莫名其妙地,叶行被这个有点拗口的句子轻轻戳了一下,静了静,才答:“我想知道。”

房间里只开着一盏落地灯,光线从屋角漫射过来,很柔和。

陆菲就在这光里笑了,然后好好跟他说:“我确实有这么一个计划,想趁病假这三个月先把课上了。但科考船驾驶员的要求挺高的,除了DP培训,还有别的课要上,全部通过考试之后,还得等上船实习的机会,可能一两年才能成。”

她一直不太习惯干什么都得跟另一个人交代缘由,但一点点走到这一步,竟然也觉得挺有意思,并不抗拒。

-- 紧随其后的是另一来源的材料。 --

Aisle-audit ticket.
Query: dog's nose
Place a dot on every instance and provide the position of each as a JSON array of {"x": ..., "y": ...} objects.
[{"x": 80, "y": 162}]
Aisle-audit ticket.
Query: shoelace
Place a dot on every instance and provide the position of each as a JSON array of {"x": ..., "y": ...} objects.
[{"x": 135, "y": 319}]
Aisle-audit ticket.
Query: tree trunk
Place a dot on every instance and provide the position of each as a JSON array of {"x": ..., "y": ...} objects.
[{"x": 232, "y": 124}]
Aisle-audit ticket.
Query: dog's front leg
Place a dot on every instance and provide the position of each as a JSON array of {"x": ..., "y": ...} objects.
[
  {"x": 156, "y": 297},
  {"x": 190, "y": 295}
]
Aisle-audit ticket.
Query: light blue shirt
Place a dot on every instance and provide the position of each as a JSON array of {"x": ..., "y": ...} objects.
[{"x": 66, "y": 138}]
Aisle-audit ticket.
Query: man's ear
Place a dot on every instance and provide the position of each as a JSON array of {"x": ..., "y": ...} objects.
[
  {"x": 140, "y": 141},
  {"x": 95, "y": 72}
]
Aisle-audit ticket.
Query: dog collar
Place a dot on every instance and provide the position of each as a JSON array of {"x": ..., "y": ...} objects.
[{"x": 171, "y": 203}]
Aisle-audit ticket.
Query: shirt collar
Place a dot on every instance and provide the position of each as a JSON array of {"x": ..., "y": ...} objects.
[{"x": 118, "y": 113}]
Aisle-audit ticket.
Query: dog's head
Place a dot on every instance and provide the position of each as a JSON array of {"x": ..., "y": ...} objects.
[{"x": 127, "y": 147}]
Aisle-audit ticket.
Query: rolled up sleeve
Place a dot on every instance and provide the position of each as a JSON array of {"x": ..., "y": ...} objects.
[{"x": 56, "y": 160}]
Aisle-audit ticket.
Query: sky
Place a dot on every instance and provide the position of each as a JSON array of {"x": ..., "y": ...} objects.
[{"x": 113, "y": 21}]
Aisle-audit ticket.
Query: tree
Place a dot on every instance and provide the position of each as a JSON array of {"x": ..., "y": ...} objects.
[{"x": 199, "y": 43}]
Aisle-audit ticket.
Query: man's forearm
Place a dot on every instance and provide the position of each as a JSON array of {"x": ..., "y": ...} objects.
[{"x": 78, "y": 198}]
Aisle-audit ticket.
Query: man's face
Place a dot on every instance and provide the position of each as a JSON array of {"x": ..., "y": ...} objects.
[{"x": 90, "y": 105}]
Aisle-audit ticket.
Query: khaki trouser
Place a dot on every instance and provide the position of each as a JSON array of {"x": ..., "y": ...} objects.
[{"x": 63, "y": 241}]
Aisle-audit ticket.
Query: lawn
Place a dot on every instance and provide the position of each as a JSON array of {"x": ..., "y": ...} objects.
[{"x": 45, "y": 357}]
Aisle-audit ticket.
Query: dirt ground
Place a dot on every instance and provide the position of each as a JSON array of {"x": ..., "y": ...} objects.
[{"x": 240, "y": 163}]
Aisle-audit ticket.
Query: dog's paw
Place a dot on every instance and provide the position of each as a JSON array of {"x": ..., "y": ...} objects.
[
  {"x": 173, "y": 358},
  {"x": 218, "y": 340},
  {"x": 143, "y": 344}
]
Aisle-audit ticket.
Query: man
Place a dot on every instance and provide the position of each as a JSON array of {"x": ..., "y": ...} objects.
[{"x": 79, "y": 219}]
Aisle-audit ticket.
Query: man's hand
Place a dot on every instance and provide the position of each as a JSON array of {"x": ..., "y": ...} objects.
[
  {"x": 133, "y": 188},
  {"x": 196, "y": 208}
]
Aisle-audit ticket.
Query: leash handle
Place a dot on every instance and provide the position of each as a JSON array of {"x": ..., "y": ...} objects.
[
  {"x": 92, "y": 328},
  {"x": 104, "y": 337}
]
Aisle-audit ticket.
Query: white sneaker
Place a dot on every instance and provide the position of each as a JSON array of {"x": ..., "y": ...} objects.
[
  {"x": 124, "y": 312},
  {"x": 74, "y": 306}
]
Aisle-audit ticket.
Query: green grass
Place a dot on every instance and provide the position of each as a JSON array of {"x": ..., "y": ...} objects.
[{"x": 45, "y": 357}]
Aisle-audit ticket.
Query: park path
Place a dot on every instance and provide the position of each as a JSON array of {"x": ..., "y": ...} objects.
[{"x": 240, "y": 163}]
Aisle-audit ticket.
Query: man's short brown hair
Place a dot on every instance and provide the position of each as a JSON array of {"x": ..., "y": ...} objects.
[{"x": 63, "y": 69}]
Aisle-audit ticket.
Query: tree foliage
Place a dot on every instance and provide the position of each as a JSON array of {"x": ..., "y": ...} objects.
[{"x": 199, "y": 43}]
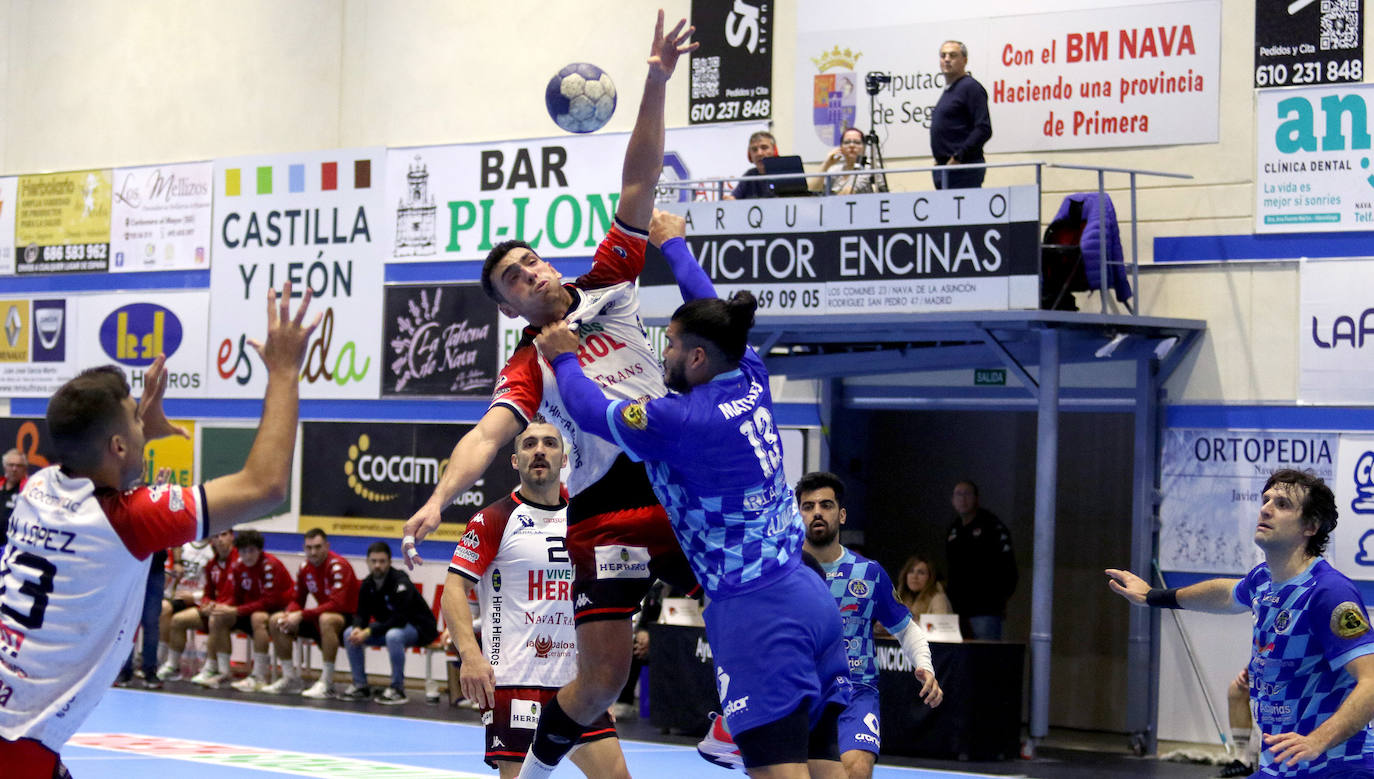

叶行心里舒服了,点点头,只是真没想到自己竟有这么一天,这跟盯着人家追问“我们到底算什么关系”有何两样?

两人一时无话,怀着一种心照不宣的更亲近了一点的感觉,偏又带着点恶趣味,再开口非要说点别的。

一个揶揄:“跟前男友处得还挺和谐。”

另一个回答:“对啊,又没什么矛盾,分手也可以做朋友的。”

一个又问:“怎么认识的?”

另一个又答:“我考急救证的时候,他来华远的培训基地给我们上过课,做做人工呼吸,按按心肺复苏,就这么认识了。”

“那后来怎么分了?”

“他高需求,受不了不能总在一起,所以就分了。”

很简单的几句话,说得叶行心里又不舒服了,讽刺道:“急诊医生这么闲的吗?还是ego太大,只能你等他?”

陆菲却听笑了,双臂环上他的脖颈,微微侧首,嘴唇贴着他的嘴唇,轻声说:“所以还是换个一年出差三百天的吧,谁都别嫌弃谁。”

叶行从来无法抵抗她的主动,此时更带上了几分刻意的报复,原本按着她腰的手掌一路摸上去扣到她颈后,另一只手捧住她的脸颊,深深地吻她。她却也同样炙热地回应,仅只一秒,便让他自信她对他是不同的。

他的感觉没有错,她实在喜欢他的手、皮肤和器官的触感,是那样一种温润细腻的质地,像是可以彻底融化进她的身体里。同时又带着另一个人不可知测的温度和力量,勾起她情不自禁的战栗和冒险的欲望。

她明知故犯地打开自己,而他为她跪下去。然而,不确定从哪一秒开始,他仍旧姿态臣服,却又不得不承认心里生出的那一点隐秘的彻底占有的欲望。不止是对她,还有更多别的东西。或许,只是或许,他也是可以得到一切的。

直到夜深,两人裸身在床上,面对面侧躺着。陆菲差不多快睡着了,叶行却还有话要对她说,握住她的一只手,十指相扣,轻轻晃了晃。

她不睁眼。

他又叫她的名字:“陆菲……”

“嗯?”她应了声,还是没睁眼。

他说:“我有个建议。”

她静静等着他讲下去。

他看着她阖起的睫毛问:“来嘉达好不好?”

她这才缓缓睁开眼睛,带着点疑惑看着他。

他解释:“我是说,到嘉达的船上工作。”

她似乎清醒了点,但还是没怎么懂他的意思。

他接着说下去:“你可以有更自由的合同期,更多的晋升机会……”

她笑了,打断他问:“你给我开后门吗?”

他也笑了,摇摇头:“我跟运营部门没什么关系,而且也不用我给你开后门,你值得的。”

她听着,一时没说话。

他又给了她更多一些理由:“而且,你休假的时候还可以去游艇会训练,跟马力姐参加帆船比赛。她跟我问起过你,让我邀请你去看十二月的环岛赛,我知道你有兴趣。”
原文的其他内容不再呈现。